The German government bonds slumped Friday after investors have heavily shrugged-off the decline in the country’s trade balance data for the month of July. The German 10-year bond yields jumped 1 basis point to 0.32 percent, the yield on 30-year note climbed 2-1/2 basis points to 1.11 percent and the yield on short-term 2-year traded 1-1/2 basis points higher at -0.73 percent.
The Japanese government bonds jumped on the last trading day of the week after the country’s final reading of the gross domestic product (GDP) for the second quarter of this year disappointed markets, missing both consensus estimates and down from the preliminary reading. The yield on the benchmark 10-year Treasury note plunged 1-1/2 basis points to 0.001 percent, the yield on long-term 30-year slumped 2 basis points to 0.81 percent and the yield on short-term 2-year traded 1/2 basis points lower at -0.16 percent.

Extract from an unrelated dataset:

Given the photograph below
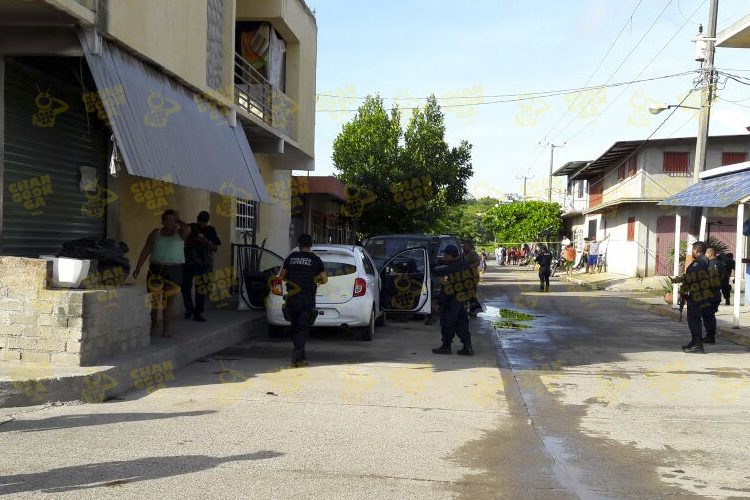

The New Zealand bonds ended mixed Friday as investors poured into safe-haven assets, following rising tensions over the natural health of the global economy and as the riskier assets remain heavily prone to any economic fluctuations, largely owing to natural disturbances. At the time of closing, the yield on the benchmark 10-year Treasury note slumped 2-1/2 basis points to 2.79 percent, the yield on 7-year note slipped 1 basis point to 2.65 percent while the yield on short-term 2-year ended 2 basis points higher at 2.00 percent.
The Australian bonds jumped during early Asian trading Friday, tracing its U.S. counterpart after yields rose on Thursday as weak U.S. jobless claims data and worries about the impact of hurricanes Irma and Harvey on the world’s largest economy boosted investors’ demand for safe-haven government debt. The yield on the benchmark 10-year Treasury note slumped 7 basis points to 2.59 percent, the yield on 15-year note plunged 6-1/2 basis points to 2.88 percent and the yield on short-term 2-year traded nearly 3 basis points lower at 1.86 percent.